Written by Brian Spiro • September 12th, 2016
A child may establish paternity in Decedent’s probate estate, provided the child complies with the statute of limitations governing such paternity claims. See Fla. Stat. § 742.10(1).
In Rose v. Sonson, 2016 Fla. App. LEXIS 13408 (Fla. 3d DCA Sep. 7, 2016) the Third District Court of Appeal recently affirmed a trial court’s dismissal of a petition for paternity in a probate proceeding where the putative child’s paternity claim was time barred. The child’s petition was styled as a petition to determine beneficiaries, and was dismissed as being time barred by the applicable statute of limitations.
Here, a child was born out of wedlock in 1964 in New York. At the time, only the child’s mother could initiate paternity actions. The law has since been amended to permit children born out of wedlock to bring actions in their own name to determine paternity. Such determinations are not indefinite, however. An adjudication of paternity must be sought within four years from the date the child reaches majority. Such an action is permitted in the paternal Decedent’s probate estate and would serve as an adjudication of paternity for purposes of inheritance.
Pursuant to Fla. Stat. § 95.11(3)(b), the statute of limitations is four years for, “[a]n action relating to the determination of paternity, with the time running from the date the child reaches the age of majority.

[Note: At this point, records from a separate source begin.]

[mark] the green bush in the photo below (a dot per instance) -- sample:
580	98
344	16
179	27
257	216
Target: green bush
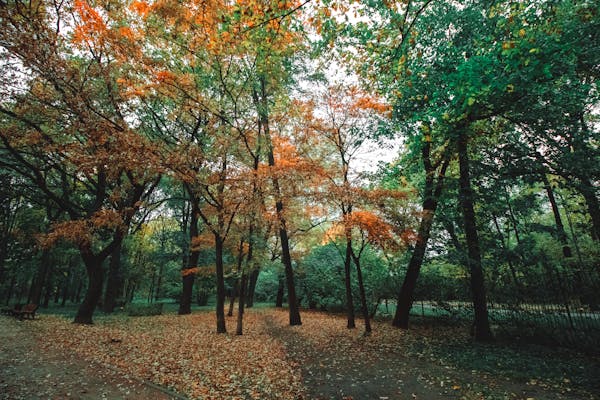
142	310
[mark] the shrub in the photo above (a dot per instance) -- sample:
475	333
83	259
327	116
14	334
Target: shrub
142	310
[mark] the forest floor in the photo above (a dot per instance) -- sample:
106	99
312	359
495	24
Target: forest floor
172	356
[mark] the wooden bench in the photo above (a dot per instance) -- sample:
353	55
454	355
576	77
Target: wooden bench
10	311
27	311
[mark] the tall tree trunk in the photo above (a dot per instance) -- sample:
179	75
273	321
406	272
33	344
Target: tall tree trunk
363	295
506	250
294	311
234	291
93	266
253	278
431	194
114	280
220	285
348	284
185	304
48	287
157	292
560	228
481	323
280	291
240	321
41	277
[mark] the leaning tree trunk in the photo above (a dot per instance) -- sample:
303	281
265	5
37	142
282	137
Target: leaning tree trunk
431	197
93	266
560	228
185	304
220	284
114	281
294	310
481	325
280	292
252	287
240	319
347	275
363	295
41	277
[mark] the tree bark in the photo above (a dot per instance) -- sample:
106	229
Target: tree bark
185	304
41	277
93	266
280	291
347	275
294	311
482	330
431	195
114	281
240	319
252	287
560	228
220	285
363	295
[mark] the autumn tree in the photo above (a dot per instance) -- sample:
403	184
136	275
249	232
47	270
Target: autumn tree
69	125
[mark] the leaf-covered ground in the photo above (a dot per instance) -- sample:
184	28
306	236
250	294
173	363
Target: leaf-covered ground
318	360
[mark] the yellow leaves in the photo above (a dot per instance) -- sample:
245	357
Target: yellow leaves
165	76
184	353
142	8
127	33
92	26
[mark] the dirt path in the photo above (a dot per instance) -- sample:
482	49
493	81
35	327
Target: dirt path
336	368
28	372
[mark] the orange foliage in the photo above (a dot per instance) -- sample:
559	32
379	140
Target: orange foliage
92	24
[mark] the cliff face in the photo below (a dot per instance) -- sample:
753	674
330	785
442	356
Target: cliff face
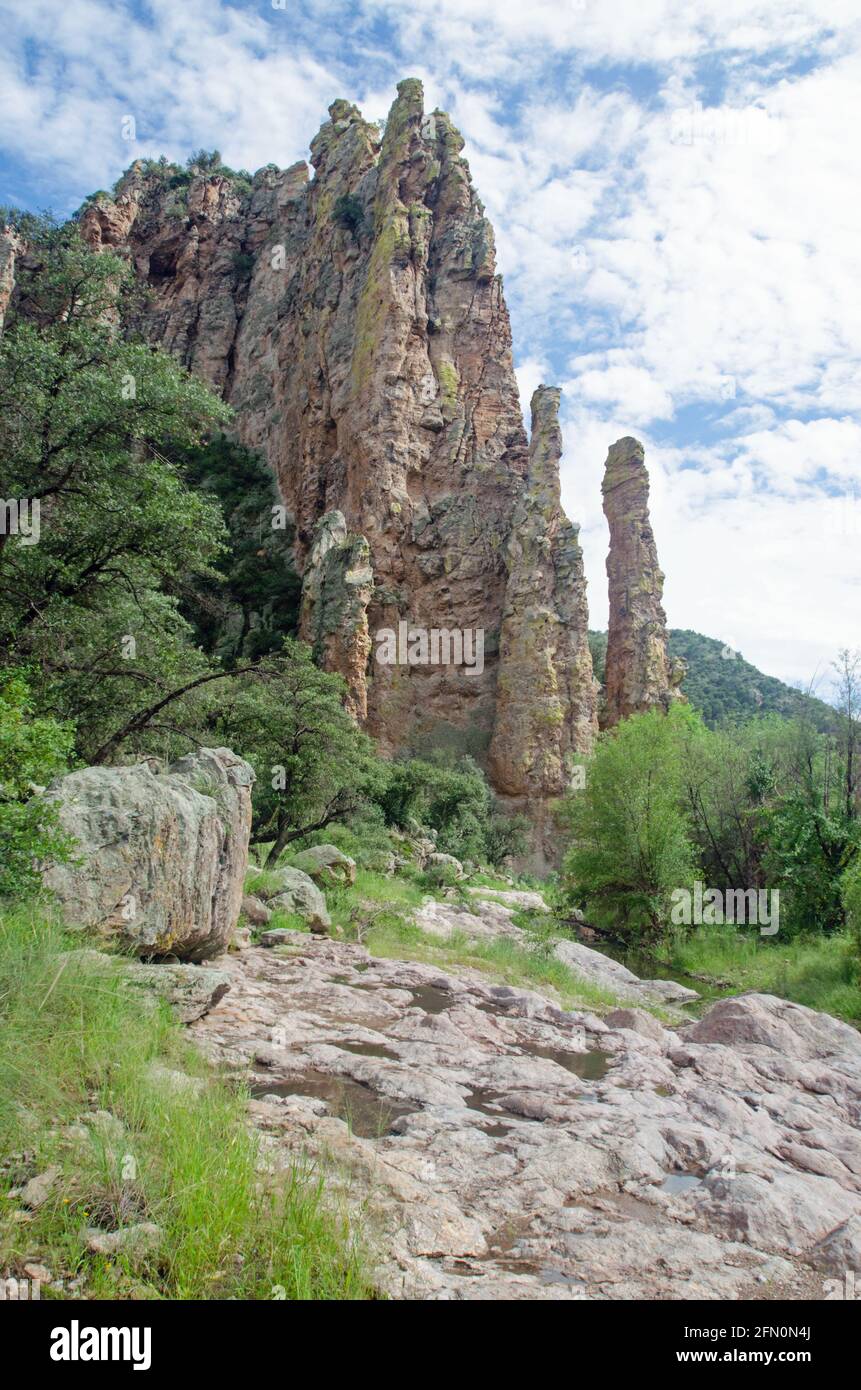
356	324
639	672
547	694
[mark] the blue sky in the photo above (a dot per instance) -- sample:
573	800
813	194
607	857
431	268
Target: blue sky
675	193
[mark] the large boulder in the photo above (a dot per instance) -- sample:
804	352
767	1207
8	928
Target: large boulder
326	863
765	1020
294	891
162	856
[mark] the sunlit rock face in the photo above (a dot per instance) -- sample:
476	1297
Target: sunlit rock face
639	673
356	323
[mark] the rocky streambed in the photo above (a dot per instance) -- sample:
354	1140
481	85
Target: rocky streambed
494	1146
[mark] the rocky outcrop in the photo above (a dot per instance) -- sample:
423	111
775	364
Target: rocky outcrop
10	249
160	856
337	588
291	890
547	694
639	673
356	323
501	1147
326	863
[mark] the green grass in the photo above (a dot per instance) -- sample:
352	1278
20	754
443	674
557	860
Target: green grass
821	972
74	1041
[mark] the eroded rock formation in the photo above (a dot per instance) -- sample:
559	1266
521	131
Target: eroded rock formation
547	694
639	673
356	323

Fla. Stat. § 732.108(2) governs an adjudication of paternity for the purpose of intestate succession as follows:
For the purpose of intestate succession . . . a person born out of wedlock is a descendant of his or her mother and is one of the natural kindred of all members of the mother’s family. The person is also a descendant of his or her father and is one of the natural kindred of all members of the father’s family, if:
* * *
(b) The paternity of the father is established by an adjudication before or after the death of the father. Chapter 95 [Florida Statutes] shall not apply in determining heirs in a probate proceeding under this paragraph
In Rose v. Sonson, the child sat on his rights and was held to be time barred when he attempted to have his paternity adjudicated after the Decedent’s death many years after he had reached majority. The Court, consistent with the Supreme Court’s decision in In re Estate of Smith, 685 So. 2d 1206 (Fla. 1996) that a putative child’s paternity claim following “Decedent’s death in 2012 was time barred because more than four years has passed since [the putative child] attained majority in 1982.
This decision is another reminder of the detriment(s) one may face for sitting on their rights. Had the putative child sought the determination years ago he would have been treated as an heir and entitled to his intestate share because Decedent, here died without a will.